It will be apparent to those skilled in the art that, for convenience and brevity of description, only the above-mentioned division of the functional units and modules is illustrated, and in practical applications, the above-mentioned functions may be distributed as required to different functional units and modules, that is, the internal structure of the apparatus may be divided into different functional units or modules to implement all or part of the functions described above. Each functional unit and module in the embodiments may be integrated in one processing unit, or each unit may exist alone physically, or two or more units are integrated in one unit, and the integrated unit may be implemented in a form of hardware, or in a form of software functional unit. In addition, specific names of the functional units and modules are only for convenience of distinguishing from each other, and are not used for limiting the protection scope of the present application. The specific working processes of the units and modules in the above-mentioned apparatus may refer to the corresponding processes in the foregoing method embodiments, and are not described herein again.
In the above embodiments, the descriptions of the respective embodiments have respective emphasis, and reference may be made to the related descriptions of other embodiments for parts that are not described or illustrated in a certain embodiment.
Those of ordinary skill in the art will appreciate that the various illustrative elements and algorithm steps described in connection with the embodiments disclosed herein may be implemented as electronic hardware or combinations of computer software and electronic hardware. Whether such functionality is implemented as hardware or software depends upon the particular application and design constraints imposed on the implementation. Skilled artisans may implement the described functionality in varying ways for each particular application, but such implementation decisions should not be interpreted as causing a departure from the scope of the present application.

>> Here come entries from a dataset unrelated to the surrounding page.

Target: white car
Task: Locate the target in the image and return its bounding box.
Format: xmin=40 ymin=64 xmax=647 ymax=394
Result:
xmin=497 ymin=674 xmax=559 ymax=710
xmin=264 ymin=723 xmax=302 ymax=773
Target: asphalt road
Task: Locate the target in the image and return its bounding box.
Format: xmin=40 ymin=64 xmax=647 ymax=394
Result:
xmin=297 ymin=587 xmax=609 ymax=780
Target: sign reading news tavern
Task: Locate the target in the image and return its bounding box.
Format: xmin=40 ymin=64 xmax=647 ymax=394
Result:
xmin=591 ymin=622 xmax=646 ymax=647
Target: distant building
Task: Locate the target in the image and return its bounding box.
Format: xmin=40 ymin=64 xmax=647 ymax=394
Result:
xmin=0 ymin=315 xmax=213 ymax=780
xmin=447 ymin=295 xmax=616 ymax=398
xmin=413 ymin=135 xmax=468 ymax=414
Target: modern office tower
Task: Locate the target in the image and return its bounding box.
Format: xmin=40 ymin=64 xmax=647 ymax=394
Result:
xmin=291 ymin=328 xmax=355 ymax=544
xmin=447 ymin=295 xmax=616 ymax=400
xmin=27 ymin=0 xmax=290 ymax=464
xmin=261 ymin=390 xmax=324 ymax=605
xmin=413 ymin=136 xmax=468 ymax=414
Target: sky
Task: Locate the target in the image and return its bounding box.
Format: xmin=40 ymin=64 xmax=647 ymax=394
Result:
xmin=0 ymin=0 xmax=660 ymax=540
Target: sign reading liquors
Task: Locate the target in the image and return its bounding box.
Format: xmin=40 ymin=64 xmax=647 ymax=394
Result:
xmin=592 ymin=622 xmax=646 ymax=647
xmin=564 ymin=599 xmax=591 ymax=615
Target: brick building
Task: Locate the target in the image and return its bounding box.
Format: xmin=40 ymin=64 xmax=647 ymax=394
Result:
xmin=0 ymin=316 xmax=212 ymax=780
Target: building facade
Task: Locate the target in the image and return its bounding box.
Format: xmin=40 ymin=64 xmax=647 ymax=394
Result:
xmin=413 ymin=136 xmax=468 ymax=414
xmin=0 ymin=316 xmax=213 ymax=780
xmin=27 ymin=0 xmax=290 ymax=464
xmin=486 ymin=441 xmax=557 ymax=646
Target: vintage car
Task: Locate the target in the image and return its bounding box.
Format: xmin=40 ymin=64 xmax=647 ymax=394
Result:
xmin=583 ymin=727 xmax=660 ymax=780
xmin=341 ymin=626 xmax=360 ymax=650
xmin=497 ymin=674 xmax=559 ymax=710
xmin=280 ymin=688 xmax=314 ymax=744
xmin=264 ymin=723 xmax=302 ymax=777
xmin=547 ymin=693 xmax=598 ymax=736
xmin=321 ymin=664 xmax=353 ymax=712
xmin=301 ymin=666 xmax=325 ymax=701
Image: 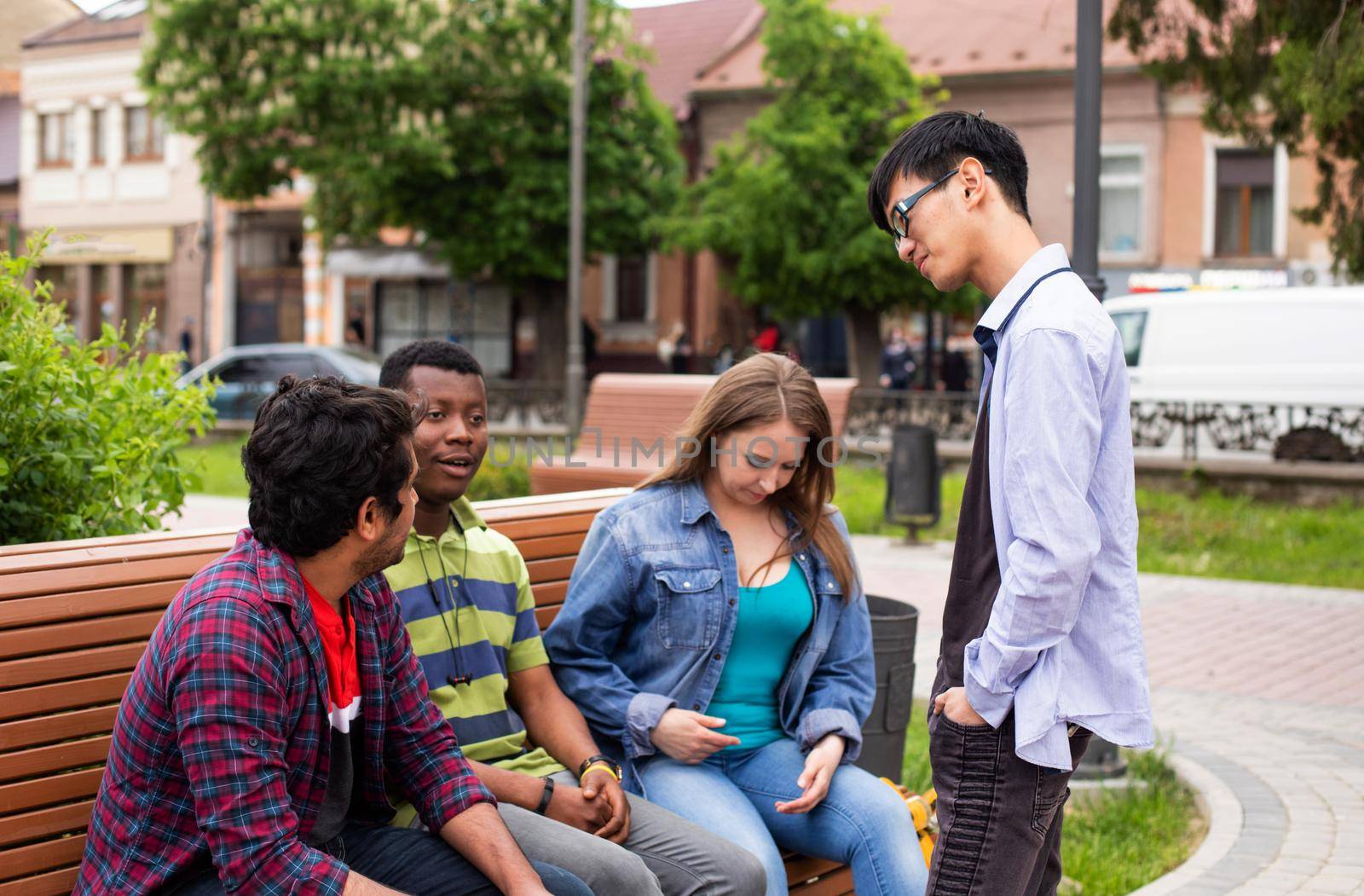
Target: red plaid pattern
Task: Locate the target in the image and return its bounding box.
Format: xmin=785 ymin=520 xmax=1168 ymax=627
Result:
xmin=75 ymin=530 xmax=493 ymax=896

In the embodiments provided in the present application, it should be understood that the disclosed apparatus/device and method may be implemented in other ways. For example, the above-described apparatus/device embodiments are merely illustrative, and for example, a module or a unit may be divided into only one logic function, and may be implemented in other ways, for example, a plurality of units or components may be combined or integrated into another apparatus, or some features may be omitted, or not executed. In addition, the shown or discussed mutual coupling or direct coupling or communication connection may be an indirect coupling or communication connection through some interfaces, devices or units, and may be in an electrical, mechanical or other form.
Units described as separate parts may or may not be physically separate, and parts displayed as units may or may not be physical units, may be located in one place, or may be distributed on a plurality of network units. Some or all of the units can be selected according to actual needs to achieve the purpose of the solution of the embodiment.
In addition, functional units in the embodiments of the present application may be integrated into one processing unit, or each unit may exist alone physically, or two or more units are integrated into one unit. The integrated unit can be realized in a form of hardware, and can also be realized in a form of a software functional unit.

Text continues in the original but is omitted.